Kızılay Pavyonları (Akay, Menekşe Sokak, Sakarya)
Kızılay Pavyonları, Kızılay’ın her kesime hitap etme yeteneğinden dolayı ucuzdur. Ancak bu bilgi sizin için bir önem taşımıyor. Çünkü bu pavyonlar ilk defa gelenlerden para kazanır. Akay’da ya da Sakarya’da bir pavyona oturup bira söylediğiniz zaman yanına beyaz peynir, üzüm, kavrulmuş şam fıstığı, kavun gelebilir. Siz de haklı olarak “Kardeş ben bira içiyorum beyaz peyniri ne yapayım?” diyebilirsiniz, bu durumda alacağınız cevap pavyonlarda en sık duyulan kelime olur “ikram”. Siz biranın yanında beyaz peynir yerken hesap adisyonunuza bir rakam daha eklenir. Sakarya’daki en meşhur pavyonlar Marina, Şato ve İnci’dir. Bunların birine girmiş bulunan müdavimler, geceyi ikiz kenar üçgene benzeyen bir konumda bulunan bu mekanları tavaf ederek bitirirler. Bu mekanlarda Kızılay’ın en önemli sesi olan Serap çıkar. “Mekanlar” diyorum çünkü Serap aynı gün içinde 3 mekanda da çıkar. Hacettepe Konservatuvarı birincilikle bitirdiği söylenir, her şeyin yalan olduğu bir ortamda ne kadar doğrudur bilinmez ama Serap’ın sesi harikuladedir ona kefilim.

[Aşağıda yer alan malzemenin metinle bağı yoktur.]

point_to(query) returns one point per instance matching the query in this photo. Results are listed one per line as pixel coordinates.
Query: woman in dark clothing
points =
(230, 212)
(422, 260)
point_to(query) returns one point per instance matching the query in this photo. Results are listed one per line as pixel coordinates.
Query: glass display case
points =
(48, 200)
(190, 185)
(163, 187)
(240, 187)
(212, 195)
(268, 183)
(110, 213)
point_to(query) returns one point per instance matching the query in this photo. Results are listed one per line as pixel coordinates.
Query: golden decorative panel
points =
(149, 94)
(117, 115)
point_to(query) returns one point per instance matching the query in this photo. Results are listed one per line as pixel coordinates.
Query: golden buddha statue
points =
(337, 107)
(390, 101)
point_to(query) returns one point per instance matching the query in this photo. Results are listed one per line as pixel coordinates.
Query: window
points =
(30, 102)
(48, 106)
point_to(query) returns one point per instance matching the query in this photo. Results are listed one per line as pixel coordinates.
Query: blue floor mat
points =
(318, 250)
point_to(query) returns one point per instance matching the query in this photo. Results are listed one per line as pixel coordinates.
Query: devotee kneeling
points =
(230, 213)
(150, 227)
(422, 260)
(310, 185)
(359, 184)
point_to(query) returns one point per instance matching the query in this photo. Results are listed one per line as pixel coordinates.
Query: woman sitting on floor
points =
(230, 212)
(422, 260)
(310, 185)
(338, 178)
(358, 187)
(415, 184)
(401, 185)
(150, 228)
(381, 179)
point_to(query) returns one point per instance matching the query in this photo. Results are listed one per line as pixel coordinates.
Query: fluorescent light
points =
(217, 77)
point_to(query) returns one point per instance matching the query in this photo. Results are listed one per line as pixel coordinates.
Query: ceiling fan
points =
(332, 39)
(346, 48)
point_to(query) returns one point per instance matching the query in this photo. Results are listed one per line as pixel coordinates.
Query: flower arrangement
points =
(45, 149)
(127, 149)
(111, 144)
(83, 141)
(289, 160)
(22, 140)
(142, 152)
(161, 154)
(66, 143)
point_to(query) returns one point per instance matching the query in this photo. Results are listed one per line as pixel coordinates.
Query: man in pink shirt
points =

Marina’da sanatçıların arkasında; sarhoş olduğum zamanlarda dünyanın, normal zamanlarda Ankara’nın en iyi bağlamacısı Ümit çalar. Bir eliyle bağlama çalıp bir eliyle telefonundan mesaj yazabilen bir insandır. Sürekli uykusuz görünen yüz ifadesinden dolayı ek iş olarak orada olduğunu düşünürüm ama olağanüstü yetenekli bir müzisyendir ve bu gerçek her şeyin üzerindedir. Kızılay pavyonlarında oyun havası çalınmaz. Arabesk, halk türküsü, sanat müziği gibi türler sergilenir. Burada bulunan birçok Türkü Bar da esasen pavyon olarak çalışır. Mekanlar, mimari olarak birbirine hayli benzer. Hemen hepsinde loca ve masa olarak ikiye ayrılmış oturma düzeni bulunur. Piyango çıktıysa ya da 1 hafta ömrünüzün kaldığını öğrendiyseniz locaya oturabilirsiniz. Onun dışında sahne yakını bir masaya oturmanızı tavsiye ederim. Kızılay pavyonları çelik ev kapısının arkasında olur, 20-30 arası merdivenden inilerek ulaşılır. Buradaki kritik nokta şudur; mekana girer girmez hızlı ve emin adımlarla yürüyerek bir masaya oturun. Neden böyle olması gerektiğini bir gün yolunuz düşerse anlarsınız, bu konuyla ilgili merak öğesini kullanmak istiyorum. Ankara pavyonlarında tuvaletler paralıdır. Aslında değildir, sadece girişinde bir kadın elinde peçete ve kolonya ile para vermenizi bekler. Kızılay’da bulunanlar ise beklemez, salça olurlar, belki peşinizden gelirler. Para vermek durumunda kalabilirsiniz. Akay sokakta ise pavyonlar kadın erkek ilişkisi üzerine kuruludur. Burada sanat, hizmet gibi durumlar önem taşımaz. Buralara giden dayıların amacı da müzik dinlemek değildir. Ankara’nın en başarılı konsomatrisleri burada bulunur. Aynı gün içinde 5 dayıyı kendine aşık edecek kadar yeteneklidirler. 65 yaşında Esat’ta terzilik yapan bir dayıyı dünyanın en yakışıklı erkeği olduğuna inandırabilirler. Bu dayılar da torunu yaşındaki kadın istedi diye sahneye çıkıp herkesin gözü önünde salsa yapabilir, bunu kimse yadırgamaz.
Cebeci ve Çankırı Caddesi Pavyonları
Üç sene önce her gün pavyona giden, buralarda en az iki ev parası yemiş bir dayıdan şu cümleyi duymuştum: “Oralara gidilir mi? Orası adamı yutar.” Dayının da dediği gibi Ankara pavyonlarının da bir dibi söz konusu. Bu dip, kardeş semtler Cebeci ve Çankırı caddesi pavyonlarıdır. Burada viski, votka, cin satılmaz; istenirse ücreti mukabil tekelden alınıp masaya konulur. Rakı ve oyun havası üzerine kurulu bir düzendir. Sahneye çıkıp kadınlarla oyun havası oynamak bir çeşit gösteriştir. Kristal, Parliement, Anadolu en meşhur olanlarıdır. Eğer ilk gidişiniz ise matematik bilimini unutarak sakince cüzdanınızı masaya bırakıp gidebilirsiniz, onlar kart şifrelerini bulabilirler. Pavyonlar arasında renklerin sıfat savaşı vardır. Sarı Tutku, Sarı Ece, Esmer Tutku en meşhur olanlarıdır. Masaya kadın çağıran bir müşteri onun içkisini ödemek ile mükelleftir. Bu içkiye piyasada “bayan içkisi” denir. Beyaz şarap bardağında bir adet bira içerse ortalama 40 lira, Miller marka bira içerse 110 lira hesaba eklenir. Sonsuz sayıda içebilme yeteneğine sahip olduğu gerçeğini bilmeniz gerekir. Herkesin yalan söyleme ve herkesin bu yalanlara bilerek inanma yeteneğine sahip olduğu semtlerde, gece ve birçok şey mutlaka burada biter.